Multi-facility ESGF analysis via Globus Flows
This repo shows how Globus Flows and Globus Compute can be used to run ESGF workloads. The repo requires you to start a Globus Compute endpoint on a device before you can run the associated notebook. Instructions to setup a Compute endpoint are given below.
To run this notebook you will need to install packages on the client side.:
pip install globus-compute-sdk globus-automate-client jupyter
Note: It is best to use the same Python version across the entire deployment. There are serialization and runtime issues if a function is registered by a client and interpreted by an endpoint with different Python versions. I recommend using python 3.10 across all environments.

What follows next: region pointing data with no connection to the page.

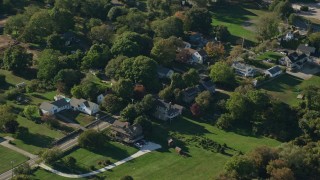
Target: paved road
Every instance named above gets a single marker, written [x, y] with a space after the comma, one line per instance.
[144, 150]
[68, 144]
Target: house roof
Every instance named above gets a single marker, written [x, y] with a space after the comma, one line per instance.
[306, 49]
[208, 84]
[163, 70]
[294, 57]
[46, 106]
[274, 70]
[60, 103]
[241, 66]
[202, 52]
[191, 91]
[129, 130]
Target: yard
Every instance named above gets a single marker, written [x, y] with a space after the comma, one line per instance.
[240, 20]
[80, 118]
[39, 137]
[8, 156]
[288, 87]
[113, 151]
[201, 164]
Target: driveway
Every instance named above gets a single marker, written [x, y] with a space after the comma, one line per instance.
[144, 150]
[306, 72]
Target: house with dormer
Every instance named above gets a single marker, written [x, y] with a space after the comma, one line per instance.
[166, 111]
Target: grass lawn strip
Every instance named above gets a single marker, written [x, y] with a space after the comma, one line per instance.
[8, 155]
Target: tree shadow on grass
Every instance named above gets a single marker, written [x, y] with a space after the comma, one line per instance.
[38, 140]
[278, 84]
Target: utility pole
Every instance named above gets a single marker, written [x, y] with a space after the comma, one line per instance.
[12, 169]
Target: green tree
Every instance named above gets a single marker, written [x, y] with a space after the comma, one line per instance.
[140, 70]
[222, 72]
[70, 161]
[123, 88]
[101, 34]
[198, 19]
[113, 103]
[97, 57]
[164, 52]
[16, 59]
[91, 140]
[177, 81]
[48, 64]
[31, 112]
[51, 155]
[314, 39]
[267, 27]
[203, 99]
[40, 25]
[168, 27]
[241, 167]
[191, 78]
[167, 94]
[129, 113]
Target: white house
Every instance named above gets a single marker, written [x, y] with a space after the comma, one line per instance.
[54, 107]
[197, 56]
[243, 69]
[84, 106]
[274, 71]
[164, 72]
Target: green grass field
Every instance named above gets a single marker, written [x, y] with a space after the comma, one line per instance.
[40, 136]
[80, 118]
[287, 87]
[8, 155]
[167, 164]
[239, 19]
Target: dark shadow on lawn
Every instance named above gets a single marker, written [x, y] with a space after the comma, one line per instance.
[40, 97]
[278, 83]
[38, 140]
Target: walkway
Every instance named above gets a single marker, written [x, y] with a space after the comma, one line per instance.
[144, 150]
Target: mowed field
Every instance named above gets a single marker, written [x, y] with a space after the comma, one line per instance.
[287, 87]
[8, 158]
[240, 20]
[166, 163]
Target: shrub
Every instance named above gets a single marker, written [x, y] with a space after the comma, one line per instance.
[304, 8]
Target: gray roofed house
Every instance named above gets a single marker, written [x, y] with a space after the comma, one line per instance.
[308, 50]
[84, 106]
[274, 71]
[125, 132]
[190, 94]
[208, 85]
[294, 60]
[164, 72]
[166, 111]
[243, 69]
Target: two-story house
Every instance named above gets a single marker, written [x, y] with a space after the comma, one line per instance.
[54, 107]
[125, 132]
[84, 106]
[166, 111]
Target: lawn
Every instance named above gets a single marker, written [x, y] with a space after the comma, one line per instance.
[239, 19]
[113, 151]
[40, 136]
[288, 87]
[270, 55]
[8, 155]
[41, 174]
[80, 118]
[201, 164]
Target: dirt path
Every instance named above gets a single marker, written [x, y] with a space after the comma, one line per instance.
[144, 150]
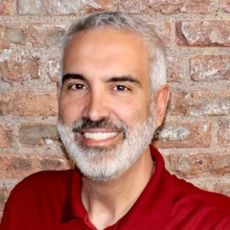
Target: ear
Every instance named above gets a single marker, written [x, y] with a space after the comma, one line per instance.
[58, 90]
[161, 102]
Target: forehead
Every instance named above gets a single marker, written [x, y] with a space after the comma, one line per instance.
[106, 49]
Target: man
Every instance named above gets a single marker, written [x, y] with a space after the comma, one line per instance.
[112, 97]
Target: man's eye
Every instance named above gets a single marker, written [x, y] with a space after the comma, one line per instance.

You can start an endpoint on a remote resource to perform functions on-demand. While endpoints are typically configured to use a batch scheduler to acquire compute nodes to perform tasks, the default configuration just deploys an endpoint to run tasks on the local host. In this local configuration, the endpoint's workers will inherit the python environment the endpoint is started in. Therefore, it is best if you create a python env for the endpoint and install the dependencies.
To configure and start an endpoint you can use the globus-compute-endpoint
CLI. This will start an endpoint that uses local processes to perform functions:
globus-compute-endpoint configure esgf
globus-compute-endpoint start esgf
- This will prompt you to login. You need to click the URL, authenticate in the browser, and grant permission. You can then copy the token back into the console to register the endpoint as your user.
An endpoint uuid will then be printed to the console. You can also retrieve this via globus-compute-endpoint list
.
The endpoint will log information to ~/.globus_compute/esgf/endpoint.log.